So dichtete Mörike in seinem Gedicht „Er ist’s“, das 1829 entstand und eines der bekanntesten Frühlingsgedichte sein dürfte. Ich habe es zu Schulzeiten gehasst. Mittlerweile hat sich das gewandelt, wie sich so vieles wandelt im Laufe der Jahre. Auch wenn mich die letzten beiden Tage diesbezüglich nicht überzeugt haben – lassen wir uns nicht trügen: Der Frühling hat Einzug gehalten. Und ich habe mich mit Freuden am letzten Sonntag zu einem Ausflug nach Esslingen begeben, der Stadt, in der ich meine Jugend verbracht habe. Aus der ich nicht schnell genug verschwinden konnte, nach dem Abitur. Und die ich heute wieder sehr gerne mag. Ein paar Stunden im herrlichen Biergarten auf der Esslinger Burg, mitten in den Zinnen derselben, bei ein paar Tassen Kaffee, herrlichem Käsekuchen, einer Zeitung und einem guten Freund – und das alles in der wunderbaren Frühlingssonne. Manchmal geht Zufriedensein ganz einfach, man mag es kaum glauben…
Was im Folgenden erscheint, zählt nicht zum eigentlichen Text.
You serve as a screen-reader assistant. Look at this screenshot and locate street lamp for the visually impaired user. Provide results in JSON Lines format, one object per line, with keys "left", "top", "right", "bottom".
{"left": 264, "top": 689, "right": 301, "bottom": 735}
Diesem zuträglich ist natürlich immer die passende Garderobe, vor allem und gerade auch: die olfaktorische. Welche Düfte sind denn für Euch gerade Eure Frühlingsboten, welche Düfte zaubern Euch Frühlingsgefühle?
Ich habe einen alten Favoriten wieder hervorgekramt, besser gesagt gleich zwei: Diptyques Philosykos sowie Premier Figuier von L’Artisan Parfumeur. Dass Philosykos einer meiner Lieblinge und meine absolute Lieblingsfeige ist dürfte dem geneigten Leser unter Euch nicht entgangen sein, hatte ich vor einiger Zeit auch einmal ein Feigenspecial geschrieben – siehe hier und hier. Daraus darf ich mich einmal selbst zitieren:
„Was macht Philosykos denn so einzigartig? Einen Tag in Griechenland möchte er einfangen, der Duft. Das nun, ein Sommertag in einem mediterranen Land ist nun eine allgegenwärtige Impression und Inspiration für Feigen- und auch viele andere fruchtige Parfums.
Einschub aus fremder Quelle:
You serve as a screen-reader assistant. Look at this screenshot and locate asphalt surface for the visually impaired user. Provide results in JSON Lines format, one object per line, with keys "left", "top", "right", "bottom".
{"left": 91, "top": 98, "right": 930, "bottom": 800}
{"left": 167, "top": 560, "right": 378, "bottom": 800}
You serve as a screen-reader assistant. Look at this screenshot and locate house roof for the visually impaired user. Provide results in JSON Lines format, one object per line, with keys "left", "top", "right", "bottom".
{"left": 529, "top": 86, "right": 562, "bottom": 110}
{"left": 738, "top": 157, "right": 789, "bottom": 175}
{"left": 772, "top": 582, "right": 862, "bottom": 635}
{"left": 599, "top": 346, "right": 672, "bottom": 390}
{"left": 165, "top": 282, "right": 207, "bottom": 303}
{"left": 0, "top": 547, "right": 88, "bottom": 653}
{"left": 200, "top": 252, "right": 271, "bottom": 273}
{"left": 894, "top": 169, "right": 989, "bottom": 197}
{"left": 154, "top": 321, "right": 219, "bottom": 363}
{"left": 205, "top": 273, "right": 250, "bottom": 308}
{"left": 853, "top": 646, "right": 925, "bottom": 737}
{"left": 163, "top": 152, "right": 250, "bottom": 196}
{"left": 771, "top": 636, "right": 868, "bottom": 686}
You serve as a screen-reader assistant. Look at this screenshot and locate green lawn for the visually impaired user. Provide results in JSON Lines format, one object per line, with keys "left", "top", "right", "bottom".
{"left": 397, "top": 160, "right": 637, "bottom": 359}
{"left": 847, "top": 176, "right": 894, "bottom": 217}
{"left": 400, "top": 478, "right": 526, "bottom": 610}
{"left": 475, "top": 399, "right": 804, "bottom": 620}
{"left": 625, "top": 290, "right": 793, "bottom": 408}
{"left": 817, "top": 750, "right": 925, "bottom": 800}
Philosykos riecht aber nicht nur mediterran, sondern läßt auch stimmungstechnisch die Sonne aufgehen – zumindest bei mir. Der Duft macht mich glücklich. Er hat eine wahnsinnig relaxte Ausstrahlung, ein kontemplatives Moment, das einen nochmals durchatmen und zur Ruhe kommen läßt.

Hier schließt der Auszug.